DNA Molecular Storage System: Transferring Digitally Encoded Information through Bacterial Nanonetworks (1801.04774v2)

Abstract: Since the birth of computer and networks, fuelled by pervasive computing and ubiquitous connectivity, the amount of data stored and transmitted has exponentially grown through the years. Due to this demand, new solutions for storing data are needed, and one promising media is the DNA. This storage solution provides numerous advantages, which includes the ability to store dense information while achieving long-term stability.
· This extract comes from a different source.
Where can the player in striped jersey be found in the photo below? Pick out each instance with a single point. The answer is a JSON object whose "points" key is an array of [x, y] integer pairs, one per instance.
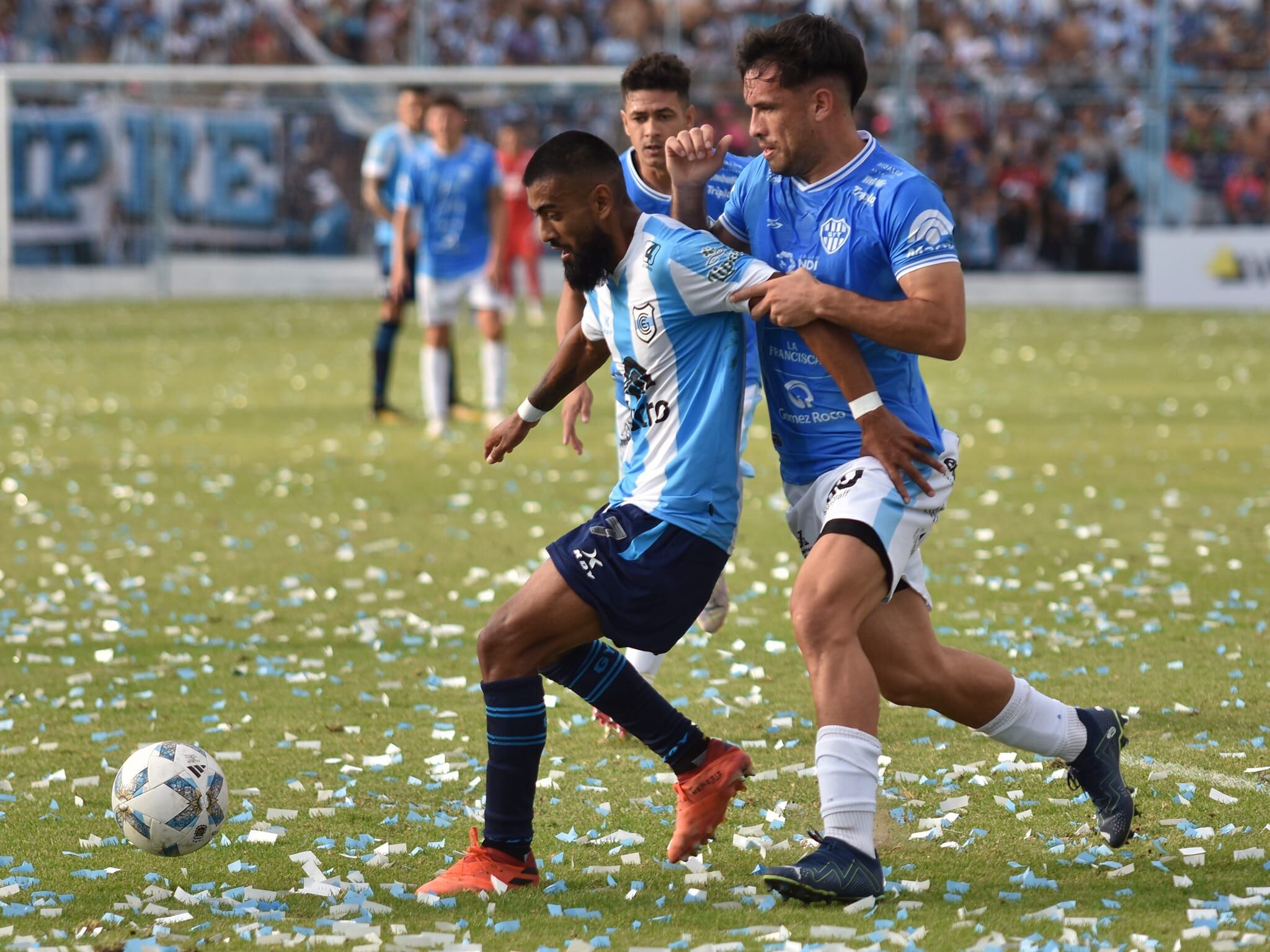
{"points": [[642, 568]]}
However, the question as how the data can be retrieved from a DNA-based archive, still remains. In this paper, we aim to address this question by proposing a new storage solution that relies upon molecular communication, and in particular bacterial nanonetworks. Our solution allows digitally encoded information to be stored into non-motile bacteria, which compose an archival architecture of clusters, and to be later retrieved by engineered motile bacteria, whenever reading operations are needed. We conducted extensive simulations, in order to determine the reliability of data retrieval from non-motile storage clusters, placed at different locations. Aiming to assess the feasibility of our solution, we have also conducted wet lab experiments that show how bacteria nanonetworks can effectively retrieve a simple message, such as "Hello World", by conjugation with non-motile bacteria, and finally mobilize towards a final point.